Marcelo Szuster, MBA em Finanças pelo IBMEC, que ministrou palestra sobre “As forças por trás da transformação digital”; o coordenador acadêmico de MBA em Gerenciamento de Projetos e em Gestão Estratégica de Tecnologia da Informação, André B. do Valle que falou sobre “O gerente de projetos como fator estratégico para sucesso do projeto”; a Facilitadora de Desenvolvimento para a Vale, Hanna Meirelles, que ministrou palestra sobre como empoderar a verdadeira liderança; e o mestre em administração e gestão de projetos, pesquisador e professor em várias escolas de negócios e universidades brasileiras, Farhad Abdollahyan, falou sobre metas de desenvolvimento sustentável até 2030 e o papel dos gerentes de projetos.

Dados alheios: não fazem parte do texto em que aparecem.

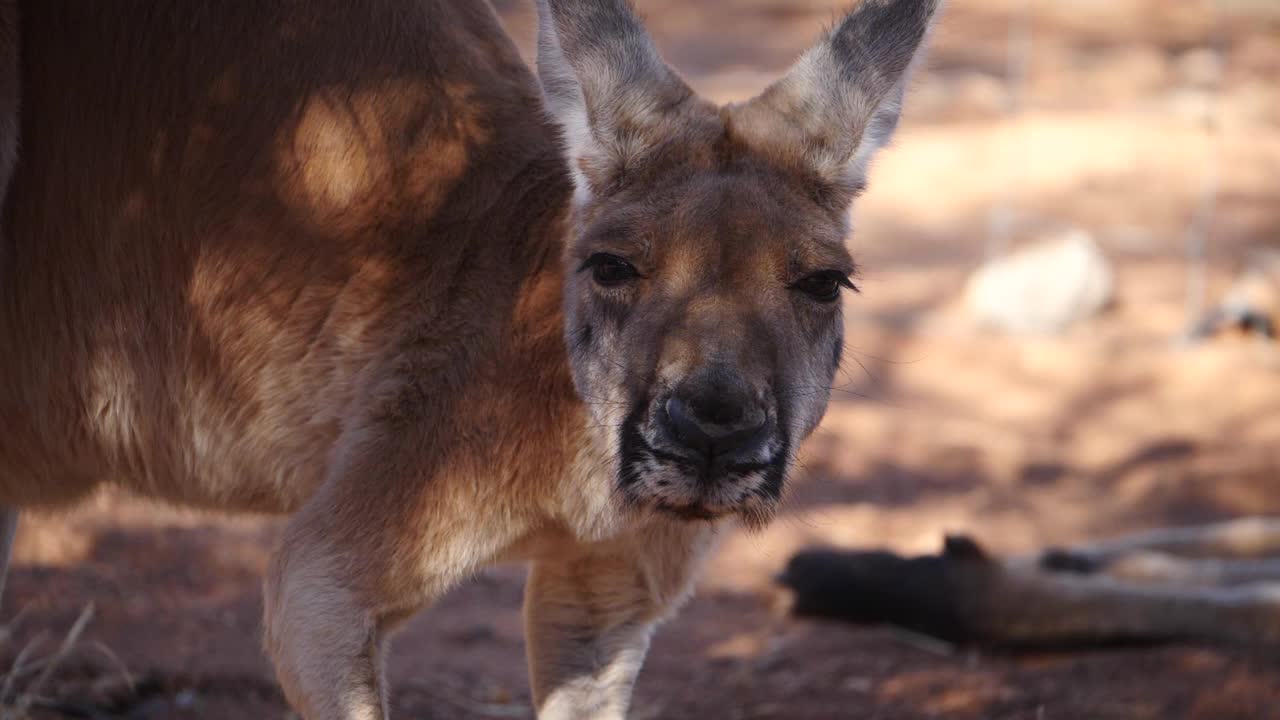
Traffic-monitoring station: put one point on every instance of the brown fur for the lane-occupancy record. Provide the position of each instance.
(324, 259)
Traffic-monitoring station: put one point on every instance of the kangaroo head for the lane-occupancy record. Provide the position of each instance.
(707, 260)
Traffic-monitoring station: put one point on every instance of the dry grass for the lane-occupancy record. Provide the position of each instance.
(24, 683)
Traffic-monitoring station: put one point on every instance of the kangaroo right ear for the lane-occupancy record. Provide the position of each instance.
(841, 100)
(606, 86)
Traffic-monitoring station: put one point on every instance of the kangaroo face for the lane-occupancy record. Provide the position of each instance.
(705, 264)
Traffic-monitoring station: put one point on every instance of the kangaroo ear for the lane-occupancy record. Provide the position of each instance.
(606, 86)
(842, 99)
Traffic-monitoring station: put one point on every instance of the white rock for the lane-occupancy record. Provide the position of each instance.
(1042, 287)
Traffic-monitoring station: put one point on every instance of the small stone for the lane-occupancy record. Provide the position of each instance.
(1043, 287)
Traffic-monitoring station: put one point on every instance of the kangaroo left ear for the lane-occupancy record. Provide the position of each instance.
(842, 99)
(606, 86)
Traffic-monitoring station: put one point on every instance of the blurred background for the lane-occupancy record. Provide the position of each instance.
(1069, 268)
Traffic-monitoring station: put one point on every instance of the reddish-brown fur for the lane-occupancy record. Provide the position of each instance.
(323, 258)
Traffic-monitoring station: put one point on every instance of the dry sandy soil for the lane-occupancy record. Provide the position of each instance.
(937, 425)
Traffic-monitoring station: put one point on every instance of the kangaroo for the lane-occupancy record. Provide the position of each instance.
(355, 263)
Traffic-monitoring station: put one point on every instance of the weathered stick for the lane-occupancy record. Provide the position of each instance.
(965, 596)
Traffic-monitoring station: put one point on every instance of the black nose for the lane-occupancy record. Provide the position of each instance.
(716, 415)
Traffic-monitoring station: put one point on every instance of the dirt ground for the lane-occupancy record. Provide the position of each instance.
(938, 427)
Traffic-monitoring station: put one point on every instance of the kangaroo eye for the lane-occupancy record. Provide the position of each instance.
(824, 286)
(609, 270)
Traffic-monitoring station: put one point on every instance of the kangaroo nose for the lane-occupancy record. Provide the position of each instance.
(716, 417)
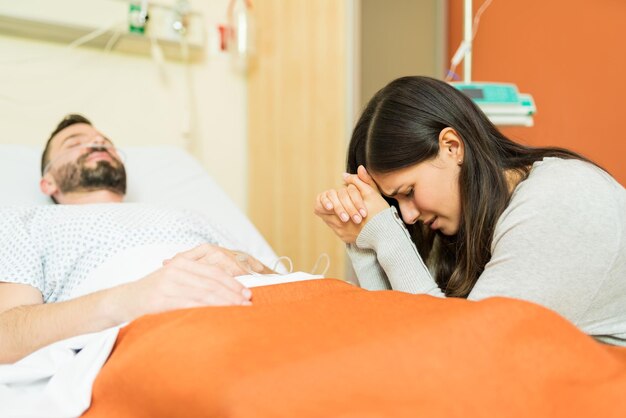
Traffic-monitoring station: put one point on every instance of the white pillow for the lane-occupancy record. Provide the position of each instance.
(162, 175)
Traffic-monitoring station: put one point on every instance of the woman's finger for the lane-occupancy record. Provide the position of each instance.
(338, 208)
(357, 199)
(346, 201)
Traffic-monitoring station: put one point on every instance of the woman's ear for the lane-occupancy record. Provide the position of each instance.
(47, 185)
(451, 145)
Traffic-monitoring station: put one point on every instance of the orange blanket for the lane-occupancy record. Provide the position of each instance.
(327, 349)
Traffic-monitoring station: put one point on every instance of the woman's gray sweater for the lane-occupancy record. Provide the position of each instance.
(560, 243)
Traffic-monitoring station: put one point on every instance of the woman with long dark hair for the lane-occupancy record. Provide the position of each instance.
(480, 215)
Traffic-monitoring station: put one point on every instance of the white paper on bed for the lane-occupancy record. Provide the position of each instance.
(56, 381)
(164, 175)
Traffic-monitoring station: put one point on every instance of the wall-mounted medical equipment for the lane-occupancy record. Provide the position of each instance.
(125, 26)
(239, 34)
(501, 102)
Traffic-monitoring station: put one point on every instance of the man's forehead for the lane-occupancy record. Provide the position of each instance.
(75, 129)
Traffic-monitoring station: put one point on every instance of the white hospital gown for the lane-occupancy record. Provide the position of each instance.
(54, 247)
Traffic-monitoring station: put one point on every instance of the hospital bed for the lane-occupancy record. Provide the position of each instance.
(325, 348)
(161, 175)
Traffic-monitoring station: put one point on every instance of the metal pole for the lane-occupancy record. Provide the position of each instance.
(467, 37)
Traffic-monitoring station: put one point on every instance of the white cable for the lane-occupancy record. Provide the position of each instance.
(284, 257)
(322, 256)
(72, 45)
(78, 92)
(464, 46)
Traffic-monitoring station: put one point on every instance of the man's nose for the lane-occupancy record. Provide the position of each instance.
(98, 140)
(409, 212)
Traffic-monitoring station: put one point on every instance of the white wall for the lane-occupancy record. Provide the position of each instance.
(129, 98)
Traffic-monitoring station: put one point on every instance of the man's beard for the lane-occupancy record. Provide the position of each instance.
(105, 175)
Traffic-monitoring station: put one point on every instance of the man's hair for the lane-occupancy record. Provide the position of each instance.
(68, 120)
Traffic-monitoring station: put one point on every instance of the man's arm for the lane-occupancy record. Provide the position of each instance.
(27, 324)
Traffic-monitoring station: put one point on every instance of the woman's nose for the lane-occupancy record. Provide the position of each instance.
(409, 212)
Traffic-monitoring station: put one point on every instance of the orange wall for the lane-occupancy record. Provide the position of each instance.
(571, 56)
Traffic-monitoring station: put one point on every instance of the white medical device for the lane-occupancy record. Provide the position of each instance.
(501, 102)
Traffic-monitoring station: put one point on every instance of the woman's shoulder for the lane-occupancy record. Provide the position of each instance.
(569, 179)
(566, 192)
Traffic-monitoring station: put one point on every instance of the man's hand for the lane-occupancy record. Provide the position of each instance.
(234, 263)
(347, 210)
(181, 283)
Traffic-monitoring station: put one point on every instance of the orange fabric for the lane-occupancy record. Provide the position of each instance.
(324, 348)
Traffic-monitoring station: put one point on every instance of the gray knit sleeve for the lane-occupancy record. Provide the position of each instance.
(387, 237)
(371, 276)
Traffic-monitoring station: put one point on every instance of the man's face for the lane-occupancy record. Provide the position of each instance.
(81, 159)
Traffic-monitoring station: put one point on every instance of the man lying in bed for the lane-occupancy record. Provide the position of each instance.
(46, 252)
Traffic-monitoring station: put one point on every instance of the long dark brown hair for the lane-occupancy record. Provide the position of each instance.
(400, 127)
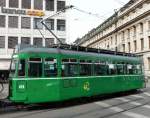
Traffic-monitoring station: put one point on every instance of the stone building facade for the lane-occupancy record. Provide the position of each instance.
(19, 24)
(128, 30)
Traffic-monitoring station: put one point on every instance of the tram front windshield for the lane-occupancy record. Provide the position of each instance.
(13, 68)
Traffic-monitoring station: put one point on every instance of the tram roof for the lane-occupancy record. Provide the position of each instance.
(64, 52)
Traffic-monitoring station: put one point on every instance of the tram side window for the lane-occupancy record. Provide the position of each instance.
(100, 69)
(112, 69)
(50, 67)
(35, 67)
(130, 69)
(69, 68)
(21, 68)
(85, 68)
(137, 69)
(120, 69)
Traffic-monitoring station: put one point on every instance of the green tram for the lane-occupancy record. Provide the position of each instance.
(51, 74)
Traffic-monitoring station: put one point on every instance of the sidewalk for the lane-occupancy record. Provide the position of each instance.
(4, 93)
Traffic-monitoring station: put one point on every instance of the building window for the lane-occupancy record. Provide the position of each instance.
(13, 3)
(25, 40)
(149, 41)
(128, 33)
(37, 41)
(123, 47)
(50, 23)
(2, 20)
(142, 44)
(37, 23)
(25, 22)
(60, 5)
(26, 4)
(12, 42)
(135, 46)
(149, 25)
(148, 63)
(49, 41)
(2, 42)
(134, 30)
(123, 35)
(129, 47)
(49, 5)
(38, 4)
(2, 3)
(61, 25)
(141, 27)
(13, 22)
(116, 39)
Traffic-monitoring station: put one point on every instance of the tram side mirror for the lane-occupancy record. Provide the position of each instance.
(111, 66)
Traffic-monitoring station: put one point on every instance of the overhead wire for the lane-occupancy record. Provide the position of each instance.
(119, 2)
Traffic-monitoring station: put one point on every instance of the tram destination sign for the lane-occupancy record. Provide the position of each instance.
(22, 12)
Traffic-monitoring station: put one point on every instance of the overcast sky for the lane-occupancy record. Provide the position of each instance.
(78, 23)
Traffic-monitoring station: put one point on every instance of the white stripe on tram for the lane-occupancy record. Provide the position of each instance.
(148, 94)
(117, 109)
(28, 78)
(137, 96)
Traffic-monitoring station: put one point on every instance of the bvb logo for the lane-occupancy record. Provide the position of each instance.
(86, 86)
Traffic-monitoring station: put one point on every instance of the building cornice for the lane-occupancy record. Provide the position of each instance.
(123, 26)
(133, 7)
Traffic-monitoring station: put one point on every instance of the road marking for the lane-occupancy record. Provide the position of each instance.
(134, 115)
(137, 96)
(148, 94)
(133, 103)
(102, 104)
(123, 99)
(117, 109)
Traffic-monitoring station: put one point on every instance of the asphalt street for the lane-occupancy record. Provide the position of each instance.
(133, 105)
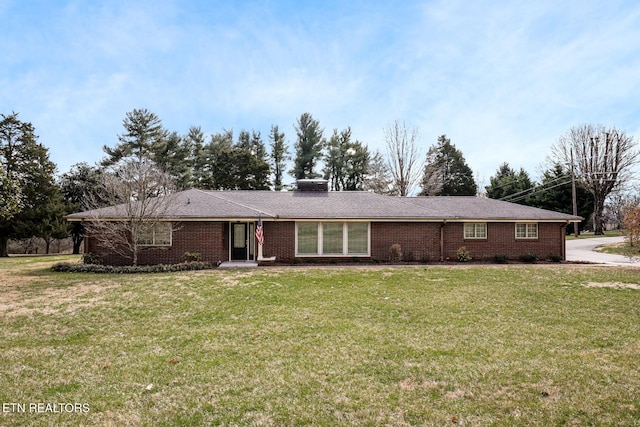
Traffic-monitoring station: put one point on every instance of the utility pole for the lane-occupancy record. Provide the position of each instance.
(573, 196)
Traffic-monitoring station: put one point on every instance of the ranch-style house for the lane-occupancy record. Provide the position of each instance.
(313, 223)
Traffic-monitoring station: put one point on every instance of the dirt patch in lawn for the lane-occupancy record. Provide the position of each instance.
(616, 285)
(22, 298)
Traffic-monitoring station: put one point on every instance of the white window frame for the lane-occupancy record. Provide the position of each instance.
(345, 240)
(530, 230)
(476, 227)
(154, 231)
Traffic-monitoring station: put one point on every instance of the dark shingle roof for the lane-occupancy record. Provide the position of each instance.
(199, 204)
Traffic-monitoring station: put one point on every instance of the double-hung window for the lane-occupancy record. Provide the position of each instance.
(475, 230)
(526, 231)
(332, 238)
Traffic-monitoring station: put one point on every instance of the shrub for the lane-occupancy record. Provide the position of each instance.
(554, 257)
(463, 254)
(408, 257)
(90, 258)
(501, 258)
(192, 257)
(530, 258)
(66, 267)
(395, 252)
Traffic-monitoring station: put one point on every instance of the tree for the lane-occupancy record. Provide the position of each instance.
(378, 178)
(602, 159)
(279, 156)
(346, 162)
(508, 184)
(27, 164)
(81, 183)
(144, 137)
(10, 195)
(402, 157)
(632, 224)
(174, 157)
(198, 158)
(555, 194)
(141, 194)
(446, 172)
(308, 147)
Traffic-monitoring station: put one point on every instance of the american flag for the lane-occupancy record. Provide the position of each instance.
(259, 233)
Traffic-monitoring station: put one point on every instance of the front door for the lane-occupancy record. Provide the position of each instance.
(239, 242)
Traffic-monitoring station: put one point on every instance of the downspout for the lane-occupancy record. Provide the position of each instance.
(442, 240)
(563, 239)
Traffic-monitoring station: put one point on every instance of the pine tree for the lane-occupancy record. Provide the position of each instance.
(446, 172)
(308, 147)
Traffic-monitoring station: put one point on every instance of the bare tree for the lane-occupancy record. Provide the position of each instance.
(140, 195)
(602, 159)
(403, 157)
(378, 179)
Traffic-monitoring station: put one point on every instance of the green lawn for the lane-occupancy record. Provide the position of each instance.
(526, 345)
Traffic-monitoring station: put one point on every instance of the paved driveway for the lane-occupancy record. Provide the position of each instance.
(583, 250)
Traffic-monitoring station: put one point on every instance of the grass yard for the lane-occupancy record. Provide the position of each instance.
(526, 345)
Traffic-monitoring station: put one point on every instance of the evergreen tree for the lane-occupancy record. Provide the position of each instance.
(144, 137)
(279, 156)
(346, 162)
(198, 158)
(22, 157)
(308, 147)
(174, 157)
(378, 178)
(554, 193)
(81, 184)
(446, 172)
(507, 184)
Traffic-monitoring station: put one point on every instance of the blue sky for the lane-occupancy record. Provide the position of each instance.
(502, 79)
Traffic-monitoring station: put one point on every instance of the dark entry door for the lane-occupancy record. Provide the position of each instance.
(239, 242)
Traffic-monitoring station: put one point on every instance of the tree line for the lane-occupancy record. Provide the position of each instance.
(33, 201)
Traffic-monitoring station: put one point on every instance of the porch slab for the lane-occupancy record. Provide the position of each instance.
(238, 264)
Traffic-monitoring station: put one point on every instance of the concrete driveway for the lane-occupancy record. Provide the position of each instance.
(582, 250)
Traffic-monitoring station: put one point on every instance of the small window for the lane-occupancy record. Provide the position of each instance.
(158, 234)
(332, 238)
(308, 238)
(527, 231)
(475, 230)
(358, 241)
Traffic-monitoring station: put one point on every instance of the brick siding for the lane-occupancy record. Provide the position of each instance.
(210, 239)
(418, 241)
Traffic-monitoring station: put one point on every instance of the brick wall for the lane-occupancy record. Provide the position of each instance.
(279, 240)
(501, 240)
(210, 239)
(419, 242)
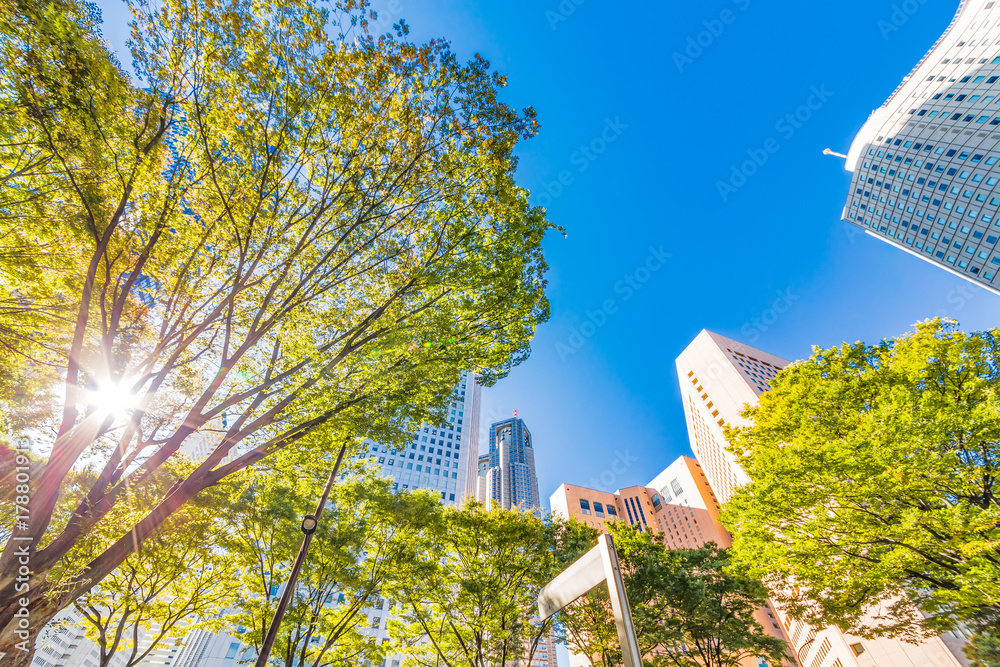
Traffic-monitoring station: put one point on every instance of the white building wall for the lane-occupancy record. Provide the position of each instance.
(926, 164)
(718, 377)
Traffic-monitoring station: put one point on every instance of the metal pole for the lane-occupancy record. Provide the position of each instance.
(286, 595)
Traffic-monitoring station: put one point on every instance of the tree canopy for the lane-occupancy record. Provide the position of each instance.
(688, 608)
(369, 539)
(291, 232)
(874, 473)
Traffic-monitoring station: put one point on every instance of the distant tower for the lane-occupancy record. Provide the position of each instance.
(718, 377)
(511, 480)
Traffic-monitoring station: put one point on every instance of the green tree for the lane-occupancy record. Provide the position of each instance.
(874, 473)
(689, 609)
(369, 538)
(474, 601)
(295, 229)
(175, 582)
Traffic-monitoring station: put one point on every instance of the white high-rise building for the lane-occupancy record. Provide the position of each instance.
(926, 164)
(718, 377)
(442, 457)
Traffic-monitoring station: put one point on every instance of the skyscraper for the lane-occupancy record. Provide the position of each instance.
(510, 479)
(925, 164)
(718, 377)
(442, 457)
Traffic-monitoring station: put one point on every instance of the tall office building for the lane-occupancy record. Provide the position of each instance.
(678, 505)
(925, 166)
(442, 457)
(510, 479)
(718, 377)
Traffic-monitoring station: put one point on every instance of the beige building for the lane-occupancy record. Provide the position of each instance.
(718, 377)
(678, 504)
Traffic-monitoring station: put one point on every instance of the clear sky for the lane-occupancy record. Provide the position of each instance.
(641, 138)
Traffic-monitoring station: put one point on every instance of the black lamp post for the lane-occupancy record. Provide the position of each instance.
(309, 524)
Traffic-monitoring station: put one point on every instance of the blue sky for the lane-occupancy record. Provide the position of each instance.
(641, 137)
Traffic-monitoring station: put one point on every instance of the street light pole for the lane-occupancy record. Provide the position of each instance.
(309, 524)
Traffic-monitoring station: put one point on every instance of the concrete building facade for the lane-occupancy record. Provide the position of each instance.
(718, 377)
(510, 480)
(926, 164)
(677, 504)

O último dia do evento, quarta-feira (15) iniciou com um painel de discussão que teve como tema: “O impacto da crise na área de Gerenciamento de Projetos em diferentes regiões do país”. Grandes nomes fizeram parte dessa discussão, como o CEO da Excellence Gestão Empresarial e consultor, Adilson Pize; o diretor executivo da CAF Facilities Management e consultor, Carlos Augusto Freitas; o fundador do PMI Mato Grosso, Clebiano Nogueira; o IT Sr. Delivery Manager de uma multinacional americana no Brasil e professor em diversos cursos de MBA pelo país, Juliano Reis; a gerente de produtos e serviços na equipe projetos do Banco do Nordeste e voluntária do PMI , Raquel Ximenes e o presidente do PMI-PR e Coordenador Geral da Integração Nacional dos capítulos ou sedes do PMI no Brasil, Sergio Marangoni.

Os especialistas responderam perguntas feitas pelo diretor do PMI-MG , Leandro Siqueira, que mediou o debate. Cada participante, representando uma região do Brasil, deu um breve panorama da gestão de projetos em diversos setores da economia, contou suas perspectivas de mercado e os desafios enfrentados. Segundo Sérgio Marangoni, na região Norte existe uma escassez de profissionais da área de gerenciamento de projetos, pois a maioria dos gestores ainda insiste em construir carreira nas cidades da região Sudeste como Rio de Janeiro e Belo Horizonte. “Precisamos de pessoas. As oportunidades de trabalho existem, basta se adaptar ao mercado”, diz.

O IT Sr. Delivery Manager, Juliano Reis, deixou uma mensagem aos congressistas. “O gerenciamento de projetos nunca foi tão necessário quanto agora. Antes as organizações tinham chance de errar, agora, com o erro, ela pode estar fadada ao fracasso. Por isso é tão importante que o profissional comece a investir nele mesmo, corra atrás de certificações e planeje sua carreira, pois dessa forma, quando o cenário melhorar, ele já estará pronto para o mercado e estará à frente dos concorrentes”, finaliza.

Uma das palestras finais contou com um fator surpresa. O consultor e professor nas áreas de governança, gestão e projetos, Thiago Ayres, que ministrou a palestra: “MotoRide Latin America: lições de um projeto de aventura em duas rodas”, entrou, juntamente com dois amigos, montado em suas motos.

Ayres, que atravessou seis países pela América Latina, falou sobre a importância do planejamento para se realizar uma viagem. “A viagem deve ser encarada como um verdadeiro projeto e diversos fatores precisam ser levados em consideração para garantir que a jornada seja bem sucedida. É necessário organizar, por exemplo, os horários, objetivos, determinar custos e definir roteiros”, diz. Segundo Ayres é preciso levar em consideração também os possíveis riscos de uma viagem. “Nem tudo, claro, pode ser planejado. Em uma das viagens, por exemplo, sofri um acidente com a moto que deu perda total, mas como fizemos um planejamento, garantimos mais de seis seguros, o que facilitou e muito a nossa vida”, finaliza.

A 12ª edição do Congresso será realizada em 2017 em Curitiba, no Paraná.